@DataDrivenMD Why? Email is a federated service in a similar manner to ActivityPub and has widespread adoption. Why don't you think that parallel applies here?
@LouisIngenthron @DataDrivenMD Email is pretty much impossible to self-host if you want to be able to communicate with people on gmail, yahoo, outlook and a couple of more.
It's as if mastodon.social would demand a very strict adherence to the ActivityPub protocol as they implement it, and all other fediverse instances would have to comply or be labeled as untrustworthy and silenced/restricted.
(what happened to email is my prime argument for shunning facebook et al at)
@Mabande @DataDrivenMD That's just simply not true. I host my own email. Hosted cPanel servers are cheap and easy to maintain. I spend maybe an hour a year troubleshooting email issues. That's it. And I have no problem communicating with any of those big email systems.
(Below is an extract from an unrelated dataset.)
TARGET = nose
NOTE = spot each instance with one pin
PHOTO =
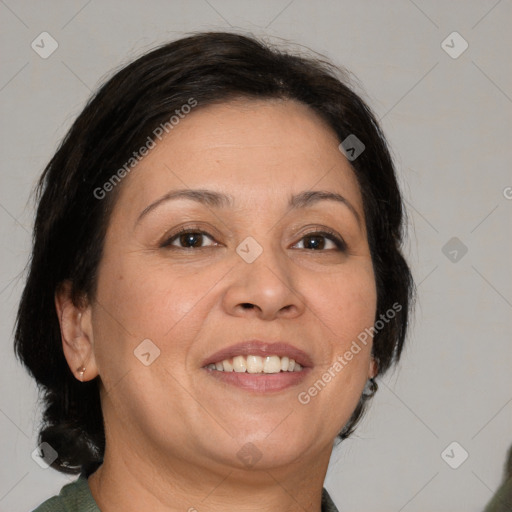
(265, 288)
My primary email address has been self-hosted for more than ten years now.
@LouisIngenthron Congratulations. Your experience isn't shared by a lot of people and organizations (one example written up: http://www.igregious.com/2023/03/gmail-is-breaking-email.html).
There's more than one reason a bunch of universities either get outlook for their official mail or encourage students/faculty to use their private addresses.
(and from now on I'll detach @DataDrivenMD from the convo, just noting it here)
@Mabande That's totally to be expected. The self-hosted option is the most basic option. It's good for small groups, not complex organizations.
Larger organizations that need additional services (like calendar, document collaboration, tiered administration) integrated into their email will of course end up choosing the commercial offerings designed to service those needs. But they don't have to. I was CTO of a medium-sized food service business and we hosted our own email because the company was willing to invest in a competent, well-run IT department. Many companies simply prefer to farm that out, and that's a fine choice too. With email's federated nature, they have either option.
I expect Mastodon will remain similar. The small not-for-profit instances just won't have all the fancy features and interconnectivity of the commercial sect.
@LouisIngenthron Sorry, but that's not an explanation for why universities have faculty use their gmail addresses for official correspondence.
And it's not an explanation for why a lot of people / orgs experience their outbound mail getting quarantined.
@Mabande The former is because IT departments are grossly neglected in most educational institutions because of underfunding. It's the same reasons school teachers have to hold fundraisers to get basic school supplies.
The latter is ultimately due to our failure to switch over to IPv6. While we remain on IPv4, multiple mail servers on cheaper hosts must share an IP address, so if one gets compromised or rented by a bad actor, the others get punished too until the problem is resolved. But even then, most hosts these days have procedures in place to deal with that rather swiftly.
@Mabande Maybe you and I have different definitions of "impossible".
Yes, if people want turnkey solutions that they need to put no effort into whatsoever that work exactly how they want, they're going to go with commercial solutions, of course.
There's a barrier to entry in self-hosting anything tech related; even the simplest website. But those barriers are hardly insurmountable, and they're extremely well documented, and any group that both knows and cares about the difference between self-hosting and service-hosting should be willing to put in the minimal resources necessary to do the thing right.
It's not effortless. It's not for everyone. But it's nowhere near "impossible".
And the IPv4 thing is less "technical debt" and more "ISPs are too cheap to upgrade switches".